Aku terdiam sejenak, bingung harus berkata apa. Aku sedang memikirkan para penjinak monster seperti Hinami, Mizusawa, Nakamura, dan Konno. Saya juga mempertimbangkan semua pengalaman yang saya kumpulkan selama pelatihan saya dan di mana mereka mengarahkan pikiran saya dalam beberapa bulan terakhir, serta keterampilan dan perspektif baru yang saya peroleh. Saya merenungkan semua itu, meninjau kesimpulan yang saya capai, dan menyadari sesuatu.
“Yah, baru-baru ini, aku mulai mencari tahu.”
“Betulkah?”
“Ya.”
Aku mengangguk dengan sedikit percaya diri. Misalnya, saya telah mengambil satu langkah untuk meningkatkan harga diri saya ketika saya telah menyelesaikan latihan membela pendapat saya. Ketika saya membantu Mimimi dengan pidatonya untuk pemilihan dewan siswa, saya sudah mengerti bagaimana membaca suasana hati. Dan ketika saya berhasil memotivasi kelompok Erika Konno untuk berpartisipasi dalam turnamen olahraga, saya mengerti bagaimana mengarahkannya. Dengan memfilter semua pengalaman ini melalui perspektif gamer khusus nanashi tentang pertempuran, saya telah mengembangkan gambaran yang cukup praktis tentang cara membaca suasana hati.
“Dulu saya buruk dalam memahami bagaimana orang berpikir, tetapi saya menjadi lebih baik setelah beberapa pengalaman.”
“Anda?”
Saya menyadari sesuatu yang lain: kenyataan—dan juga, saya pikir, harapan—bahwa saya terus meningkat.
“Dan jika saya bisa mengetahuinya dengan beberapa tugas dan pelatihan… Anda juga harus bisa.”
Mata Tama-chan bersinar. “Kau pikir begitu?”
“Aku yakin itu.” Tapi kemudian kesadaran lain memukul saya. “Tapi, uh…,” gumamku.
Tama-chan memiringkan kepalanya. “Apa?”
Itu adalah masalah yang sangat sederhana tetapi sangat mendasar.
“Aku butuh sekitar lima bulan …”
“Oh.
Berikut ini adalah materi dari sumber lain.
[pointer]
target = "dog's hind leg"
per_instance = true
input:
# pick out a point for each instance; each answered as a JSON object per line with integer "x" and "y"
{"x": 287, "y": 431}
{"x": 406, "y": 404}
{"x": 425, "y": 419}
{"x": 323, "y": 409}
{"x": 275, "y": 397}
Benar.”
Tingkat kegembiraan dengan cepat turun. Pelatihan Hinami benar-benar ortodoks dan lurus seperti anak panah. Ini melibatkan usaha yang lambat dan mantap. Itu adalah pendekatan yang paling benar, paling pasti, dan paling kuat, tetapi butuh waktu. Sebagai seorang gamer, saya tahu bahwa peningkatan nyata selalu membutuhkan upaya untuk jangka panjang.
“Lima bulan seperti ini … tidak mungkin.”
“…Saya tahu. Ini terlalu lambat.”
Suasana hati bisa berubah kapan saja. Jika Tama-chan menghabiskan lima bulan terus berlatih, sesuatu yang tidak dapat diubah mungkin terjadi sementara itu dan menghancurkan seluruh rencana. Kemungkinan itu terjadi cukup tinggi. Dia tidak bisa menghadapi pertarungan ini dengan santai.
“Kita membutuhkan sesuatu yang akan membalikkan segalanya dalam waktu singkat…,” gumamku, tapi aku tahu bukan itu cara kerja pertumbuhan. Oke, secara teknis, mungkin ada solusi ajaib yang membalikkan seluruh situasi—jika kita bisa berpikir di luar kotak, membalikkan persepsi kita, dan mengecoh musuh. Lagi pula, begitulah nanashi mendekati setiap permainan. Saya yakin saya bisa melakukannya di bawah kondisi yang tepat. Tetapi saya harus sepenuhnya memahami aturan permainan yang lebih halus terlebih dahulu. Dan ketika sampai pada yang satu ini, saya belum sampai di sana.
“…Hmmm.”
“Tidak terlihat bagus, ya?” Tama-chan berkata, menatap wajahku.
“Ya…”
Berdasarkan petunjuk yang saya miliki saat ini, saya tidak dapat menemukan strategi yang saya yakini.
“Sulit ketika waktu sangat terbatas…,” kataku.
“Hei, kalian berdua!”
Tiba-tiba, saya mendengar seseorang memanggil kami secara teatrikal dari pintu kelas. Aku berbalik kaget dan melihat sosok berdiri di sana dengan satu tangan terangkat dengan acuh tak acuh, senyum sinis di wajahnya. Mizusawa.
Kejutan saya tidak mengambil angin dari layarnya saat dia berjalan ke arah kami dan meletakkan satu tangan di bahu saya. Kemudian dia mengangkat satu alisnya dan menatap mataku dengan ekspresi sombong yang menyebalkan.
“Kau tampak bermasalah, temanku,” katanya dengan senyum sombong yang terlalu percaya diri.